The court based its decision on (1) the ambiguity in the policy which created for Stengart an expectation of privacy that her e-mails with her attorney would not be viewed by her employer and (2) the important policy concerns underlying the attorney-client privilege. First, the court found that “It is not clear from that language [of the policy] whether the use of personal, password-protected, web-based e-mail accounts via company equipment is covered” and “the Policy also does not warn employees that the contents of such e-mails are stored on a hard drive and can be forensically retrieved and read by” the employer. Id. at 6. 

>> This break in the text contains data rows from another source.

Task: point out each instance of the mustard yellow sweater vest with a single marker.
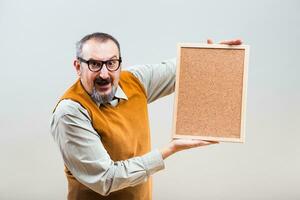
(124, 132)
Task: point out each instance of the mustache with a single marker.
(102, 81)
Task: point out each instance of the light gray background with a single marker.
(37, 47)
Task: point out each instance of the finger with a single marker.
(204, 142)
(232, 42)
(210, 41)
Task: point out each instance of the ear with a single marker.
(76, 64)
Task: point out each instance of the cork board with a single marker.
(210, 94)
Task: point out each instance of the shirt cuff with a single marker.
(153, 162)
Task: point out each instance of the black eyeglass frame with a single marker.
(101, 63)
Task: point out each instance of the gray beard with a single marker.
(103, 99)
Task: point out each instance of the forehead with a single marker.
(100, 50)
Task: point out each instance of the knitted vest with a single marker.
(124, 132)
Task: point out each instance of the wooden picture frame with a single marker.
(210, 93)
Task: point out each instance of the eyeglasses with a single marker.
(96, 65)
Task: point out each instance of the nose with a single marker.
(104, 72)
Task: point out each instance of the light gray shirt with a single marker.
(81, 147)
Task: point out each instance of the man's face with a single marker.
(101, 84)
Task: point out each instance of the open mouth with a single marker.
(103, 84)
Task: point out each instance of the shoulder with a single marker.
(71, 108)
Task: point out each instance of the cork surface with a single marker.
(210, 91)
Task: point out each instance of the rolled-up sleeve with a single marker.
(85, 156)
(157, 79)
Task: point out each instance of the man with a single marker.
(101, 123)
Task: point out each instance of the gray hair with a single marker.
(102, 37)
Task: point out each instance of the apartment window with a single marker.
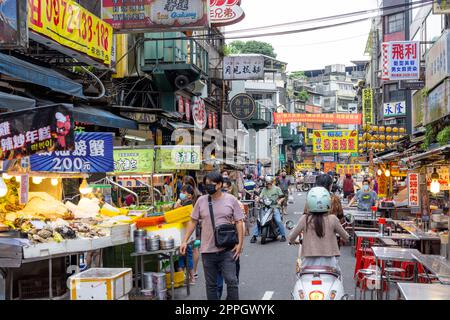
(395, 23)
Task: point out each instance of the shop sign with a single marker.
(93, 153)
(243, 67)
(441, 7)
(171, 158)
(13, 24)
(133, 160)
(438, 104)
(71, 25)
(367, 102)
(401, 60)
(242, 106)
(413, 190)
(337, 141)
(334, 118)
(199, 113)
(156, 15)
(394, 109)
(23, 133)
(352, 169)
(226, 12)
(437, 66)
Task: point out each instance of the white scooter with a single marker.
(317, 282)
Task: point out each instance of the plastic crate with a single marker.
(38, 288)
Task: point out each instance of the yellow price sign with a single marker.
(71, 25)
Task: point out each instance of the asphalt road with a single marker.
(268, 271)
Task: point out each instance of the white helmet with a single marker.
(318, 200)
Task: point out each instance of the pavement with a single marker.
(268, 271)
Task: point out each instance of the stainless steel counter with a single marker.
(419, 291)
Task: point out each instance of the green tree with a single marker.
(258, 47)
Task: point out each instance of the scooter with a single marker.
(266, 221)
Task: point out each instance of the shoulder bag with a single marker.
(225, 236)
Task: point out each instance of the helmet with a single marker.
(318, 200)
(269, 179)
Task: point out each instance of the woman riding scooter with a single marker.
(319, 227)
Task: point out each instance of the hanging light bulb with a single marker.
(3, 188)
(435, 186)
(37, 180)
(84, 187)
(6, 176)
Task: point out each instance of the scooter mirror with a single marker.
(290, 224)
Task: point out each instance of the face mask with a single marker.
(211, 189)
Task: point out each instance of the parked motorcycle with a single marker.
(266, 221)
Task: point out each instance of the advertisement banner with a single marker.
(367, 101)
(13, 24)
(71, 25)
(437, 67)
(23, 133)
(93, 153)
(335, 118)
(337, 141)
(401, 60)
(225, 12)
(243, 68)
(394, 109)
(156, 15)
(343, 169)
(133, 160)
(171, 158)
(413, 190)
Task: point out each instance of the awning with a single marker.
(101, 117)
(13, 102)
(46, 77)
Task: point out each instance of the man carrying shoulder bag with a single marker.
(222, 236)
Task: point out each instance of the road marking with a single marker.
(268, 295)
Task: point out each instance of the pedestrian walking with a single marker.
(222, 236)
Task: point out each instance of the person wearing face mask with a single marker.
(366, 197)
(226, 210)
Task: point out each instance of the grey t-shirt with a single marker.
(366, 200)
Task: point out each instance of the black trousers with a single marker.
(220, 262)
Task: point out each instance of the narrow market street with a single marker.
(268, 271)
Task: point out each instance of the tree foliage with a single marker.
(257, 47)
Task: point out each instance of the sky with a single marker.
(310, 50)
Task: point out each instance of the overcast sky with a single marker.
(310, 50)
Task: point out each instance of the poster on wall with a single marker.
(13, 24)
(156, 15)
(23, 133)
(93, 153)
(337, 141)
(401, 60)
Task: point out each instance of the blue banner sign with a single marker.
(93, 153)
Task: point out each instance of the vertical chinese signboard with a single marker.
(401, 60)
(367, 106)
(413, 190)
(27, 132)
(243, 67)
(71, 25)
(337, 141)
(93, 153)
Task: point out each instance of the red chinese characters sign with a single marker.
(335, 141)
(413, 189)
(401, 60)
(335, 118)
(24, 133)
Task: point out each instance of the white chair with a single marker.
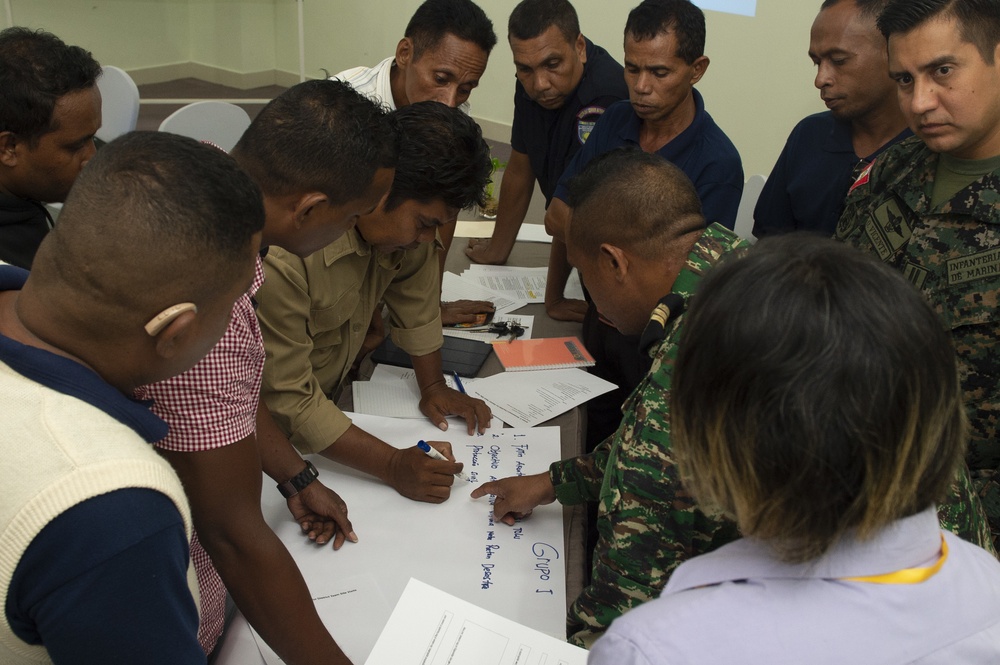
(744, 215)
(218, 122)
(119, 103)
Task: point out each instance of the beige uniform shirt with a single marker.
(314, 314)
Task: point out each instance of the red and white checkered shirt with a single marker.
(214, 404)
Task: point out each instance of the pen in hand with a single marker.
(458, 383)
(434, 453)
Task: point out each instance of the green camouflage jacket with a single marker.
(647, 522)
(951, 253)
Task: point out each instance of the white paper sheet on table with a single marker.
(526, 284)
(525, 399)
(518, 572)
(455, 287)
(484, 229)
(351, 610)
(431, 627)
(392, 392)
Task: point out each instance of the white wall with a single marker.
(758, 85)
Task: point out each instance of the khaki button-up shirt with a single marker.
(314, 314)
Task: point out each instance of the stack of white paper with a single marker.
(454, 287)
(431, 627)
(525, 399)
(392, 392)
(526, 284)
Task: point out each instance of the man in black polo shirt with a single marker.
(50, 109)
(564, 83)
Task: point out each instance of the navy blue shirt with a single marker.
(551, 137)
(702, 151)
(106, 580)
(809, 182)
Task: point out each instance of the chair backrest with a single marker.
(744, 215)
(221, 123)
(119, 103)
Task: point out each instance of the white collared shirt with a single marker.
(740, 604)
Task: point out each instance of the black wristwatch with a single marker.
(297, 483)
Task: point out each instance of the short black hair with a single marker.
(684, 19)
(36, 69)
(531, 18)
(442, 155)
(155, 217)
(978, 20)
(436, 18)
(318, 136)
(633, 199)
(869, 9)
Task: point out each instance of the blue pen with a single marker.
(458, 383)
(434, 453)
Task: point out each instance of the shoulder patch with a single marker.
(585, 121)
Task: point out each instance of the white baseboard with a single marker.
(493, 130)
(218, 75)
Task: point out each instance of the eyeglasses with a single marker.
(859, 168)
(505, 329)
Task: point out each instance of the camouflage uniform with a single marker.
(647, 522)
(951, 253)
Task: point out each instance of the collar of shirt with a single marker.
(71, 378)
(839, 139)
(680, 143)
(906, 543)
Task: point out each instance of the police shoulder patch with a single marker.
(586, 118)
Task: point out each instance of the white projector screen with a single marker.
(743, 7)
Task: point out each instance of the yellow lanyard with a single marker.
(906, 575)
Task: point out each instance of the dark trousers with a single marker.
(619, 361)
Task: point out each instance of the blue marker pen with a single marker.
(458, 383)
(434, 453)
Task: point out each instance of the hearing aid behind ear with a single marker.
(163, 319)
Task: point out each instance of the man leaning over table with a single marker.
(50, 109)
(640, 274)
(564, 84)
(314, 311)
(220, 432)
(441, 57)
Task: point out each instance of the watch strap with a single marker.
(298, 482)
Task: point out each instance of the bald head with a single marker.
(155, 219)
(634, 200)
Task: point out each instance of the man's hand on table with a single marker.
(417, 476)
(487, 252)
(322, 514)
(465, 311)
(517, 496)
(439, 401)
(566, 309)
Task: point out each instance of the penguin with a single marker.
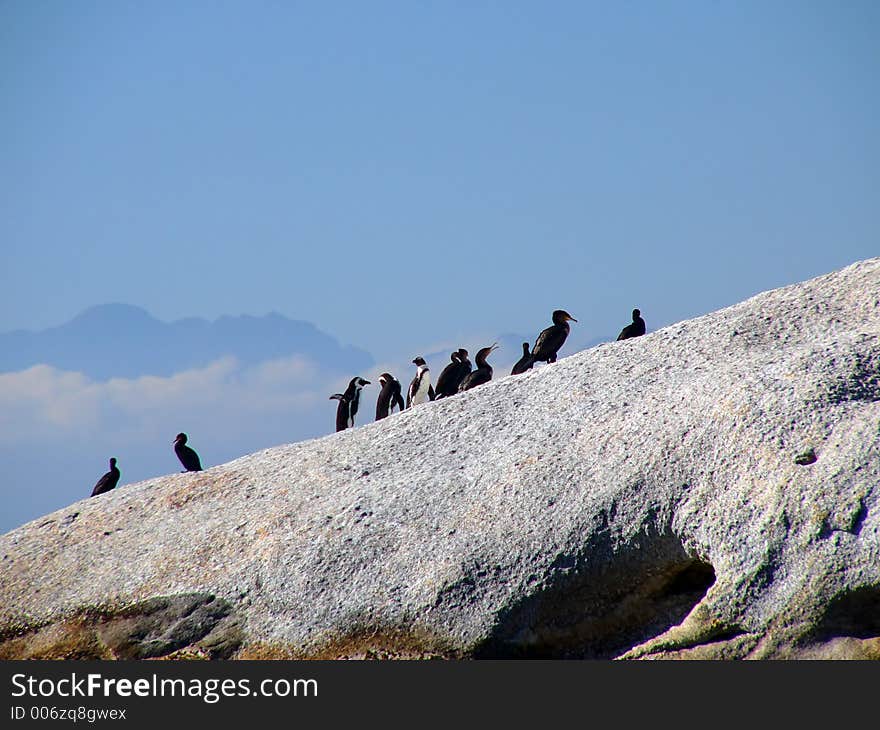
(636, 329)
(483, 372)
(188, 457)
(353, 397)
(551, 339)
(341, 411)
(524, 363)
(389, 396)
(447, 383)
(108, 481)
(420, 389)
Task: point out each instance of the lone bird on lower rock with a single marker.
(636, 329)
(188, 457)
(108, 481)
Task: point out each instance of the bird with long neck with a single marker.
(108, 481)
(353, 397)
(551, 339)
(188, 457)
(420, 389)
(447, 383)
(636, 329)
(482, 373)
(389, 396)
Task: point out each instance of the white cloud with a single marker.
(43, 401)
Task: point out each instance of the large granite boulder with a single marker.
(708, 490)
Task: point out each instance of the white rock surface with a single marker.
(581, 509)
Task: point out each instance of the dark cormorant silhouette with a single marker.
(353, 397)
(636, 329)
(341, 411)
(420, 389)
(551, 339)
(188, 457)
(389, 397)
(108, 481)
(464, 366)
(482, 373)
(447, 383)
(524, 363)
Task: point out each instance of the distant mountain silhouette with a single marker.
(119, 340)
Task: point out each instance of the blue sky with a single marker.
(410, 174)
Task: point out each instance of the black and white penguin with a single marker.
(353, 397)
(482, 373)
(447, 383)
(636, 329)
(420, 389)
(524, 363)
(188, 457)
(341, 411)
(108, 481)
(389, 397)
(551, 339)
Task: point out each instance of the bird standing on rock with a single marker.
(482, 373)
(188, 457)
(353, 397)
(453, 374)
(108, 481)
(420, 389)
(341, 411)
(551, 339)
(389, 397)
(636, 329)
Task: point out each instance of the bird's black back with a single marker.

The court concluded that “[a]s written, the Policy creates ambiguity about whether personal e-mail use is company or private property.” Id. Therefore, Stengart had an expectation of privacy in her e-mail communications to her attorney using her company laptop. 

The court went beyond the computer policy at issue and stated that “because of the important public policy concerns underlying the attorney-client privilege, even a more clearly written company manual - that is, a policy that banned all personal computer use and provided unambiguous notice that an employer could retrieve and read an employee’s attorney-client communications, if accessed on a personal, password-protected e-mail account using the company’s computer system, would not be enforceable.” Id. at 12. 

The court ruled that the employer’s counsel was obligated to notify the employee’s counsel immediately when the e-mails were discovered and not to review the e-mails further until a court had adjudicated whether the e-mails were protected by attorney-client privilege. The court concluded that by failing to do so the employer’s counsel violated the New Jersey Rule of Professional Conduct 4.4(b) regarding what steps must taken when a document is received inadvertently. The court remanded the matter to the trial court to determine the appropriate relief for the ethical violation. 

Other states have adopted a different rule than New Jersey regarding the treatment by counsel of inadvertently produced documents. Thus, counsel should consult the rule of the applicable state when determining how to handle employee e-mails that may be privileged.